Os jovens adultos não mais lêem jornais e, quando mencionam uma notícia qualquer, geralmente a fonte é uma rede social. O primeiro veículo a render-se foi o gigante britânico The Guardian que consolidou um contrato com o Facebook e deixou de ter controle absoluto de sua distribuição.

Existe um outro ângulo dentro das postagens. Elas são matéria prima para o jornalismo tradicional. O maior problema, como em toda a internet, é diferenciar qual informação é verdadeira.

Hoje, cada vez mais, os chefes de estado bem como as grandes marcas, falam diretamente com o público alvo, pelas redes sociais, de uma maneira informal e descontraída e nesse caso sim, substituem a notícia de última hora e o jornalismo elaborado.

O Facebook tem mais de 2 bilhões de usuários no mundo, ainda é a rede social com maior influência digital. O Brasil ocupa o terceiro lugar no ranking com 103 milhões de usuários. O Instagram, que foi integrado com o Facebook há pouco, já conta com mais de 400 milhões de usuários, sendo que 29 milhões são contas brasileiras.

YouTube é a grande promessa no meio digital, até por ser mais dinâmico e dispensar leitura. A plataforma já ultrapassou a marca de 1 bilhão de usuários que assistem 4 bilhões de vídeos diariamente.

O Twitter com mais de 280 milhões de usuários e 500 milhões de postagens diárias, ainda é um grande meio de distribuição de noticias, mas não tem vivido seus melhores dias. O Linkedin, é uma plataforma mais segmentada, tem crescido lentamente, mas já conta com mais de 415 milhões de usuários.
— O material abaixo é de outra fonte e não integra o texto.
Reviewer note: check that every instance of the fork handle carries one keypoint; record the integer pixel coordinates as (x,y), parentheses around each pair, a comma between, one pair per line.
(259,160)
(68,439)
“No conceito moderno de jornalismo, as redes dão abertura às notícias fabricadas, que não passam por filtros profissionais e viram verdades naquela audiência. As autoridades não investem em iniciativas para a verificação dos fatos. Todo cuidado é pouco, principalmente em um momento em que fonte não é requisito e credibilidade quase não se faz necessária “ – conclui Paula Tooths.
As plataformas sociais tornam-se uma biblioteca infinita de pesquisa, mas ainda estão longe de substituir o jornalismo. Fragmentos de informação não podem ser comparados ao jornalismo tradicional. O crescimento da atividade jornalística ainda não vai parar nesta geração. Sem dúvida será moldado, reinventado, mas está longe da véspera do fim.

* Paula Tooths é jornalista, produtora de TV e autora de cinco títulos publicados no Reino Unido.